The experience taught her about the support that women with cancer receive — or don't — around the globe, and it inspired her to start her nonprofit, Global Focus on Cancer, which seeks to expand access to information about cancer.
Supporting cancer patients
Taylor has been fostering relationships with cancer care providers and patients around the world and began working with Mount Sinai Health System's Woman to Woman support group for gynecological cancers. Describing the impact of these efforts, Taylor pointed to what Mount Sinai and Global Focus on Cancer have accomplished in Vietnam over the past five years.
“There was one small cancer support group when we started,” Taylor said. “We partnered with that group in the hospital setting, trying to bridge the knowledge gap between patients and health care providers.”
That group, focused on breast cancer, used to meet monthly but has increased to weekly. More peer support groups have also started, including some for colorectal and gynecological cancers. Since 2017, three sites in Vietnam have trained 250 breast and gynecological cancer survivors to be active peer mentors, Taylor said.
Next up is an evidence-based trial looking at the impact of peer support groups on the health care system, thanks to a recent grant from the National Institutes of Health.

Feeling supported can be transformative to cancer patients, Taylor said. For many people receiving a cancer diagnosis, “the first thing you feel is distress and anxiety, and that’s the very last thing that is ever addressed," she explained.
Rachel Justus, program manager of Woman to Woman, added that peer mentors can teach how to better communicate with doctors, answer those uncomfortable questions about sex and other topics, or simply bond with the patient over the experience of having the same type of cancer.
“Information is power. Information is a very valuable resource,” Justus told TODAY. “It’s really empowering for survivors to be able to use their experience and help others.”
For peer support to be successful, Taylor and Justus must consider each country's individual culture and adapt the training as necessary.
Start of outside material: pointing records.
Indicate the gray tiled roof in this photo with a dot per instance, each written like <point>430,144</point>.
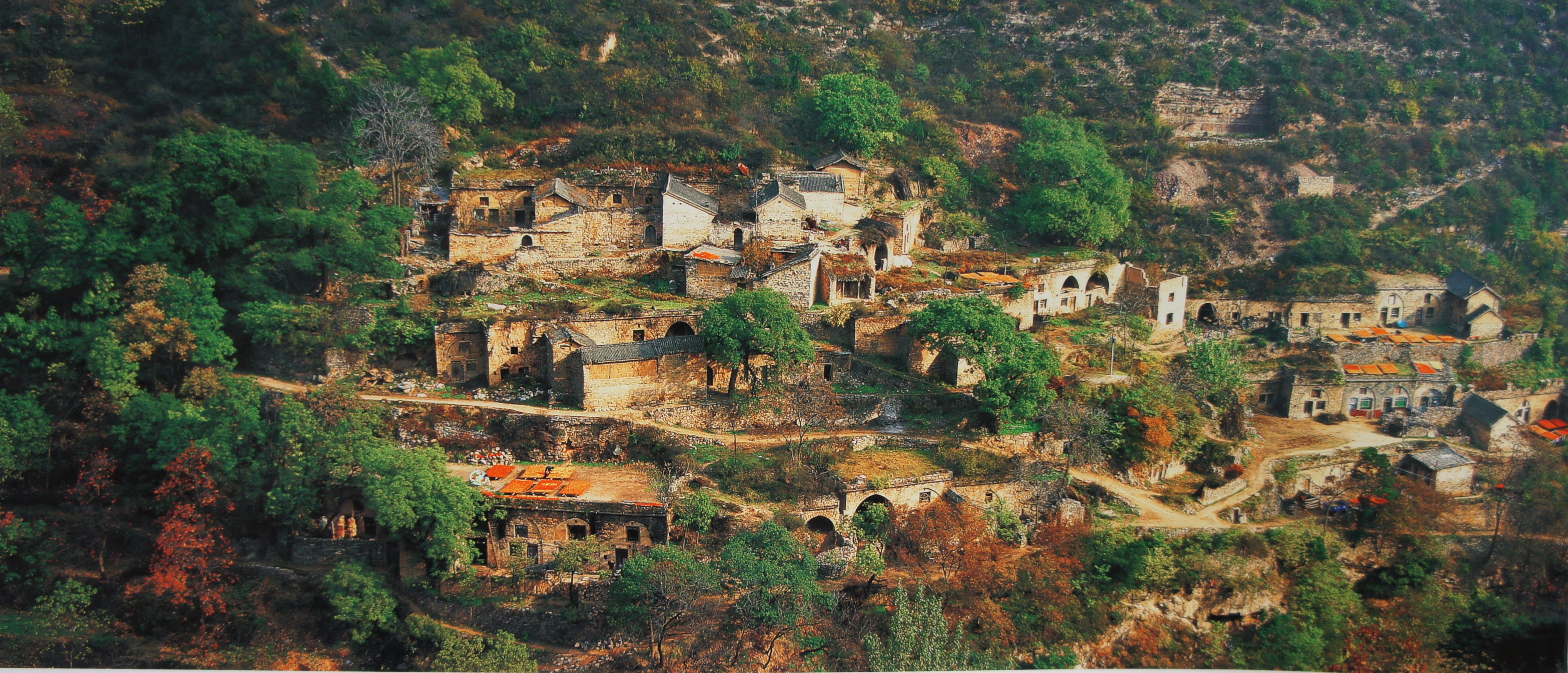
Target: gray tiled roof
<point>816,183</point>
<point>642,349</point>
<point>691,195</point>
<point>559,187</point>
<point>709,252</point>
<point>838,156</point>
<point>1478,313</point>
<point>1464,284</point>
<point>1440,459</point>
<point>1481,410</point>
<point>568,335</point>
<point>773,190</point>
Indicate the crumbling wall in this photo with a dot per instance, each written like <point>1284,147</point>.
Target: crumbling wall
<point>1205,111</point>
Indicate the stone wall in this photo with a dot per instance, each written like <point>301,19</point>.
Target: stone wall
<point>634,264</point>
<point>797,283</point>
<point>328,553</point>
<point>1314,186</point>
<point>483,247</point>
<point>880,335</point>
<point>1203,111</point>
<point>1210,496</point>
<point>670,379</point>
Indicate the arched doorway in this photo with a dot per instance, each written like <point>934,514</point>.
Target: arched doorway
<point>874,499</point>
<point>1098,282</point>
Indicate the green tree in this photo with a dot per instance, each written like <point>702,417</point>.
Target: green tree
<point>24,434</point>
<point>1217,368</point>
<point>952,187</point>
<point>68,611</point>
<point>578,556</point>
<point>921,641</point>
<point>457,652</point>
<point>658,590</point>
<point>750,324</point>
<point>1018,369</point>
<point>454,82</point>
<point>777,578</point>
<point>858,112</point>
<point>361,600</point>
<point>697,512</point>
<point>872,521</point>
<point>869,564</point>
<point>1075,194</point>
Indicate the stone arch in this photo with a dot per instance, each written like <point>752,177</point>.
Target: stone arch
<point>874,499</point>
<point>680,328</point>
<point>573,529</point>
<point>1098,282</point>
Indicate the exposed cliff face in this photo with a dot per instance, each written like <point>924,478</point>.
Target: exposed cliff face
<point>1205,111</point>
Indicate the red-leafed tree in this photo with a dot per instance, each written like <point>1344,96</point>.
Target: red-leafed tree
<point>95,490</point>
<point>190,569</point>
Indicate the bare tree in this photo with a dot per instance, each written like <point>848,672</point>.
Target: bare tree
<point>394,126</point>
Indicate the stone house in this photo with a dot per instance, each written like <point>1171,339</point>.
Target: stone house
<point>642,374</point>
<point>1443,468</point>
<point>1067,288</point>
<point>687,215</point>
<point>529,349</point>
<point>807,274</point>
<point>1475,313</point>
<point>1490,426</point>
<point>1459,303</point>
<point>851,168</point>
<point>1531,404</point>
<point>549,506</point>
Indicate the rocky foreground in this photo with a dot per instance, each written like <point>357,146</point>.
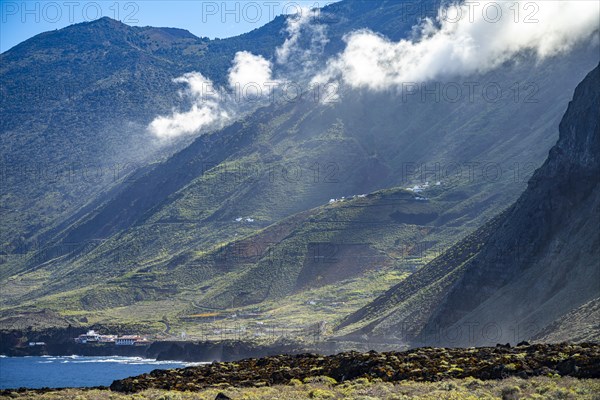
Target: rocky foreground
<point>422,364</point>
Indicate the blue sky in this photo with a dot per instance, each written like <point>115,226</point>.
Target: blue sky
<point>20,20</point>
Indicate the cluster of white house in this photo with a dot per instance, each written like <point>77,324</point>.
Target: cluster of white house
<point>125,340</point>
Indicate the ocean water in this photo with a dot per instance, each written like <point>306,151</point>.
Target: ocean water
<point>74,371</point>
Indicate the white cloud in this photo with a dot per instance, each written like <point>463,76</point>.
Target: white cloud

They speak with a lot of people to understand how to craft culturally competent support for each country.
“What we actually had to do in Vietnam was to take a few steps back and really teach the women how to listen,” Justus said. “We had to teach them about how you validate those feelings.”
After a two-year travel hiatus, Taylor is returning to Vietnam, though she's gotten updates on how the program has progressed during that period.
“It really helped the health care system. (The ministry of health) said there’s a real value in patients that are more educated,” Taylor said. “It’s working, and it’s exciting.”

When Taylor reflects on her cancer diagnoses, she can’t believe how it transformed her life in so many unexpected ways.
“If someone had said to me 17 years ago, 'You’re going to have cancer, but it’s going to the opportunity of a lifetime for you,' I would have thought they were crazy,” Taylor said. “It has been just that for me.”